Again and again you can read the advice that lavender must be fertilized every two weeks – preferably also with conventional flower fertilizer. However, this information – as widespread as it is – is wrong. Lavender thrives in its Mediterranean home on very poor, often stony soils. Regular fertilization – especially with nitrogenous fertilizers – only ensures that the plant seems to grow splendidly at first, but then dies due to overfertilization.
Prepare the soil before planting
In order for lavender to thrive in your garden, it needs the conditions familiar from its native land. This includes, in addition to a sunny location, necessarily a permeable, preferably sandy soil. The plant also grows well on stony substrates, which is why seedlings can often be found in the cracks between paving stones. Heavy, clay soils are not suitable for planting lavender and should be improved beforehand to meet the requirements. If you have such a garden soil, you can loosen it with plenty of sand, expanded clay,(20,00€ at Amazon*) brick chips and the like. This is especially important for the drainage of rainwater, because lavender does not like waterlogging. Also acidic soils do not get the Mediterranean plant, which prefers an alkaline pH. But even these substrates can usually be improved with primary rock flour or clay powder. You can also work a little compost or manure into the soil before planting, as well as lime – unless you want to plant scallion lavender, in which case do without the lime.
Fertilize planted lavender only once a year.
In principle, lavender planted in the garden needs fertilizing no more than once or twice a year. The lavender’s wide-spreading and very deep-reaching roots extract sufficient nutrients from the soil. Fertilize the garden lavender at most at the beginning of the growing season – i.e. in March / April – with a little lime as well as with a low-nitrogen fertilizer. Nitrogen – which is also found in manure, guano (12,00€ at Amazon*) and many commercially available flower fertilizers – only promotes the plant’s balding and should therefore be used as sparingly as possible. You should also avoid using mulch material such as bark mulch, as this retains too much moisture. You can keep rampant weeds at bay by planting the lavender in a gravel bed.
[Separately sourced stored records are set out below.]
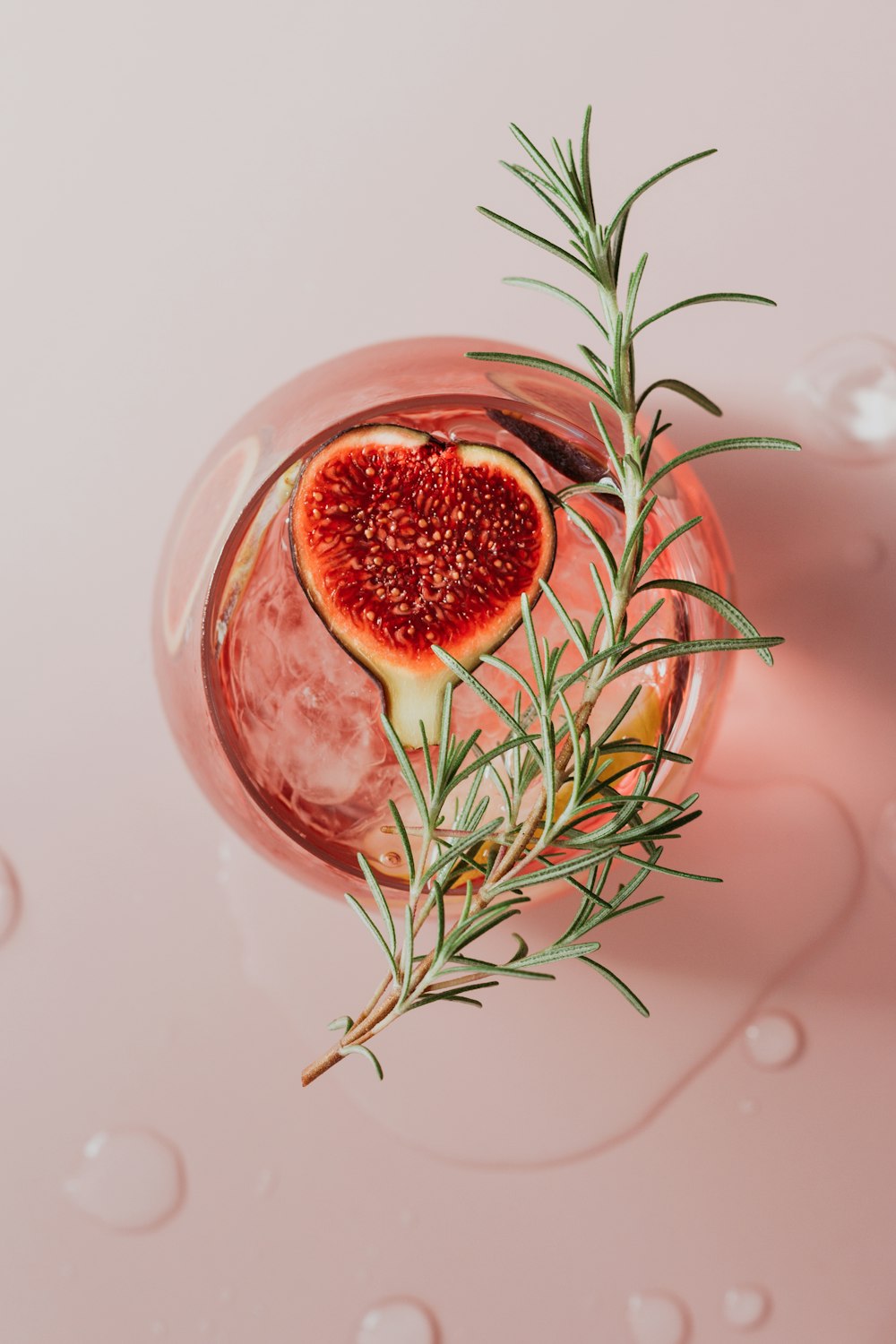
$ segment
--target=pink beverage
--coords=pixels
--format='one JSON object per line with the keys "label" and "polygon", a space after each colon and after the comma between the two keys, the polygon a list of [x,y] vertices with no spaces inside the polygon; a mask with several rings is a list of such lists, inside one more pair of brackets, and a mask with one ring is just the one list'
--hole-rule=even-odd
{"label": "pink beverage", "polygon": [[[156,659],[181,750],[236,829],[322,891],[341,892],[359,875],[359,851],[386,886],[400,888],[403,859],[383,829],[388,800],[408,825],[416,816],[380,722],[377,681],[333,638],[296,575],[289,504],[304,458],[353,425],[388,423],[504,449],[553,493],[607,469],[587,395],[553,375],[466,360],[474,348],[508,347],[457,337],[396,341],[332,360],[274,392],[193,482],[163,563]],[[657,452],[661,458],[669,448]],[[727,591],[724,540],[696,478],[677,470],[661,491],[647,547],[696,513],[704,521],[669,548],[657,574]],[[618,555],[622,516],[607,500],[579,495],[574,504]],[[549,583],[587,629],[599,610],[588,569],[598,552],[562,512],[556,528]],[[545,598],[535,626],[552,645],[566,638]],[[643,633],[693,638],[721,629],[712,612],[669,594]],[[500,655],[527,673],[521,629]],[[567,649],[562,669],[578,661]],[[662,731],[672,750],[693,754],[721,673],[716,655],[653,664],[613,683],[592,722],[610,722],[638,679],[642,692],[617,735],[654,742]],[[505,675],[481,667],[477,676],[510,704]],[[480,728],[484,747],[502,732],[465,685],[454,692],[453,727]]]}

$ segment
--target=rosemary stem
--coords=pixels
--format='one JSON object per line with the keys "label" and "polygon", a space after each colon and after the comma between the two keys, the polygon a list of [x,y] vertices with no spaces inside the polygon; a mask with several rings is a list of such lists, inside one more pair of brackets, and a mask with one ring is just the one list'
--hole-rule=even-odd
{"label": "rosemary stem", "polygon": [[[599,289],[600,304],[603,308],[604,317],[607,320],[607,329],[613,333],[617,331],[622,321],[619,304],[617,298],[617,289],[611,280],[610,265],[606,258],[604,251],[600,249],[596,231],[591,230],[591,247],[594,255],[594,278]],[[630,337],[627,332],[622,332],[622,358],[618,362],[619,379],[618,383],[614,380],[614,394],[618,401],[619,407],[619,421],[623,435],[623,457],[622,457],[622,480],[619,481],[619,491],[622,493],[622,501],[625,508],[625,551],[627,558],[623,566],[617,571],[613,583],[611,595],[611,622],[603,633],[603,648],[609,648],[618,641],[619,632],[625,622],[626,612],[631,601],[631,593],[634,589],[634,575],[637,573],[638,556],[634,548],[629,546],[634,535],[634,530],[638,521],[638,513],[643,497],[643,474],[641,472],[641,462],[638,456],[638,435],[635,427],[635,396],[631,380],[631,355],[630,355]],[[574,724],[576,734],[582,734],[586,727],[594,707],[600,696],[600,692],[606,683],[609,681],[614,667],[615,659],[609,659],[603,664],[599,664],[592,669],[590,677],[586,681],[582,702],[574,715]],[[555,789],[559,788],[563,774],[570,765],[572,758],[572,741],[567,737],[566,742],[560,746],[556,753],[553,762],[555,774]],[[527,867],[533,856],[535,848],[537,847],[537,833],[539,828],[543,825],[545,808],[548,802],[547,786],[543,784],[539,789],[539,796],[529,809],[525,821],[521,824],[514,840],[498,852],[498,857],[492,867],[489,875],[482,882],[482,886],[473,895],[472,910],[478,913],[485,910],[489,902],[494,896],[494,888],[506,882],[517,870]],[[547,827],[543,828],[543,831]],[[431,832],[427,832],[427,853],[431,843]],[[536,845],[533,845],[536,841]],[[414,933],[419,933],[420,927],[426,922],[429,915],[429,907],[423,900],[423,892],[411,892],[411,900],[414,902]],[[455,926],[457,927],[457,926]],[[410,954],[410,949],[406,949],[406,954]],[[408,993],[406,995],[406,1001],[414,999],[416,995],[426,988],[429,976],[434,968],[435,956],[429,953],[418,965],[414,968],[410,977]],[[399,969],[402,969],[399,962]],[[481,978],[480,976],[462,977],[459,982],[473,982]],[[380,982],[376,993],[365,1005],[355,1024],[349,1031],[345,1032],[339,1046],[329,1050],[322,1055],[314,1064],[306,1068],[302,1074],[302,1086],[313,1082],[333,1064],[339,1063],[340,1059],[345,1058],[341,1054],[345,1046],[363,1044],[369,1040],[372,1035],[376,1035],[383,1030],[392,1017],[392,1015],[399,1008],[400,995],[398,986],[390,993],[390,985],[394,985],[394,978],[386,976]]]}

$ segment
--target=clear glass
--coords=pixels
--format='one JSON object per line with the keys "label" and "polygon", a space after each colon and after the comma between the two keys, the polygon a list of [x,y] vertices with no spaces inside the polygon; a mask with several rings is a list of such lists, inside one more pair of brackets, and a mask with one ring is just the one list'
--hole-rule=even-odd
{"label": "clear glass", "polygon": [[[552,375],[465,359],[474,348],[508,347],[462,337],[394,341],[301,374],[224,438],[187,491],[167,543],[154,655],[180,749],[236,831],[322,892],[341,895],[347,878],[359,876],[357,851],[384,886],[400,890],[403,863],[383,831],[387,800],[408,823],[415,817],[380,724],[379,685],[333,640],[294,575],[286,513],[297,465],[341,430],[380,421],[504,448],[552,491],[607,466],[584,392]],[[669,452],[661,441],[658,458]],[[669,548],[657,574],[729,591],[724,538],[693,473],[674,472],[660,491],[647,544],[696,513],[704,521]],[[622,520],[607,497],[578,496],[576,508],[618,552]],[[551,585],[586,626],[596,613],[594,558],[592,544],[559,517]],[[547,601],[536,607],[536,628],[551,642],[564,638]],[[645,633],[704,637],[721,626],[703,603],[666,594]],[[525,669],[521,630],[501,656]],[[572,665],[578,656],[566,657]],[[492,669],[478,675],[510,699],[506,679]],[[716,655],[633,673],[643,689],[625,731],[650,741],[662,728],[672,750],[693,754],[723,675]],[[614,683],[596,722],[609,720],[631,684]],[[466,687],[455,692],[454,716],[459,731],[480,727],[484,745],[497,741],[493,716]],[[681,767],[668,771],[676,773]]]}

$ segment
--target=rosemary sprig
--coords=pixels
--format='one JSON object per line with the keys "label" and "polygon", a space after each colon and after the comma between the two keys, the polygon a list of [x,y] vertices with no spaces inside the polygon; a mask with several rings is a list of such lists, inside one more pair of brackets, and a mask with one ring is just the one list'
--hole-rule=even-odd
{"label": "rosemary sprig", "polygon": [[[607,685],[660,660],[754,649],[771,664],[768,650],[782,641],[759,634],[725,597],[685,579],[649,578],[660,555],[676,538],[696,527],[700,519],[677,527],[646,556],[645,528],[656,504],[658,481],[684,462],[711,453],[747,448],[787,452],[797,450],[798,445],[779,438],[717,439],[680,453],[650,473],[654,442],[668,426],[657,413],[649,434],[641,435],[637,415],[647,396],[665,388],[713,415],[721,411],[708,396],[677,378],[658,379],[638,394],[635,337],[653,323],[695,304],[771,304],[771,300],[737,292],[697,294],[635,320],[647,255],[645,253],[638,259],[622,292],[621,258],[629,214],[656,183],[715,151],[690,155],[654,173],[627,196],[609,224],[602,224],[592,195],[590,124],[591,109],[586,113],[578,149],[571,141],[566,151],[556,140],[552,141],[553,161],[517,126],[512,126],[529,164],[504,164],[563,222],[570,234],[568,250],[492,210],[480,208],[486,218],[568,263],[592,282],[599,316],[575,294],[556,285],[519,276],[508,280],[512,285],[552,293],[576,308],[603,340],[604,353],[579,345],[587,372],[509,352],[472,352],[469,358],[547,370],[584,386],[594,396],[591,414],[613,468],[611,480],[568,487],[556,497],[556,507],[594,544],[591,577],[596,616],[586,630],[566,612],[549,585],[543,583],[544,595],[567,634],[563,644],[551,646],[547,640],[539,638],[529,605],[523,599],[529,672],[524,676],[498,656],[482,660],[508,679],[512,708],[446,650],[437,648],[457,680],[465,683],[500,720],[504,737],[488,751],[480,746],[478,732],[458,739],[451,731],[450,694],[445,699],[435,753],[423,751],[422,773],[415,771],[391,724],[383,719],[419,814],[419,824],[408,827],[395,802],[390,802],[392,827],[388,829],[399,837],[404,852],[410,874],[408,895],[398,915],[372,868],[359,855],[379,922],[355,896],[348,895],[347,899],[373,937],[386,962],[386,974],[357,1017],[339,1017],[330,1023],[330,1028],[340,1034],[339,1040],[305,1070],[304,1083],[313,1082],[349,1054],[364,1055],[382,1077],[380,1062],[369,1042],[406,1012],[446,1003],[481,1007],[478,995],[497,986],[502,978],[552,980],[553,974],[544,968],[568,958],[594,968],[646,1016],[647,1009],[635,992],[595,958],[600,949],[595,930],[622,914],[661,900],[661,895],[631,899],[652,874],[717,880],[681,872],[661,862],[666,844],[695,821],[700,810],[695,806],[696,793],[674,801],[658,792],[664,763],[688,762],[686,757],[670,751],[662,737],[657,743],[649,743],[615,735],[635,704],[639,688],[629,695],[603,728],[596,730],[591,719]],[[609,415],[615,415],[618,421],[622,452],[617,450],[609,433]],[[618,556],[574,507],[575,497],[588,489],[599,493],[611,491],[622,503],[625,539]],[[647,637],[646,628],[665,601],[664,591],[704,602],[736,634],[701,640]],[[657,594],[657,601],[638,621],[631,621],[631,603],[645,593]],[[572,672],[560,673],[568,648],[575,649],[579,663]],[[574,708],[575,698],[578,704]],[[627,763],[619,766],[619,761]],[[493,814],[494,801],[500,806],[497,816]],[[516,950],[508,961],[496,962],[476,954],[476,945],[486,933],[520,914],[529,900],[531,888],[557,880],[579,895],[579,906],[552,943],[533,952],[520,934],[514,934]],[[613,884],[615,890],[611,890]]]}

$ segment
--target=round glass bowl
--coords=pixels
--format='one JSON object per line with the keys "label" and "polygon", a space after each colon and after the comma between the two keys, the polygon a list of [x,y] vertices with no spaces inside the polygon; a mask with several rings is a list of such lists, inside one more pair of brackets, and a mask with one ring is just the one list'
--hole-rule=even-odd
{"label": "round glass bowl", "polygon": [[[321,892],[341,895],[347,879],[360,876],[359,851],[383,884],[399,891],[403,860],[383,829],[391,821],[388,800],[408,824],[414,816],[380,723],[379,685],[329,634],[293,571],[287,511],[302,460],[351,426],[380,422],[504,448],[553,492],[609,469],[584,390],[531,368],[467,360],[469,349],[532,353],[427,337],[353,351],[300,374],[235,425],[204,462],[165,546],[153,642],[180,750],[231,825]],[[656,460],[670,452],[660,439]],[[647,544],[696,513],[703,523],[673,543],[657,575],[729,593],[727,547],[697,478],[681,468],[664,477],[658,493]],[[575,505],[618,554],[622,517],[609,500],[580,495]],[[598,610],[592,560],[592,543],[557,515],[551,586],[586,628]],[[551,642],[563,641],[547,601],[536,606],[535,624]],[[721,622],[703,603],[668,593],[647,633],[699,638],[721,633]],[[521,630],[501,657],[525,668]],[[477,675],[509,703],[510,687],[498,673],[482,668]],[[669,659],[634,676],[642,694],[619,731],[642,741],[662,731],[670,750],[692,755],[719,699],[723,659]],[[602,698],[604,722],[634,684],[622,677]],[[481,727],[489,745],[494,724],[467,687],[457,689],[453,712],[458,732]],[[674,766],[665,774],[681,771]]]}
Potted lavender needs more intensive care
Unlike garden lavender, potted lavender requires somewhat more intensive care, which includes more frequent watering (planted lavender basically doesn’t need watering at all) and occasional applications of fertilizer. However, even here you do not need to fertilize every two weeks, because usually one gift at the beginning of the growing season and another in June / July is enough. In addition, potted lavender should be transplanted at least once a year in fresh substrate, as well as in a larger container, so that the plant has enough space. Lavender that is crammed into a pot that is too small often fails to bloom or blooms very poorly.
Tips & Tricks
Lavender roots need space and plenty of air. Keep the soil around the plant loose and weed in time. Also, you can spread pebbles or shell lime on the soil – just not with the crested lavender, it does not tolerate lime.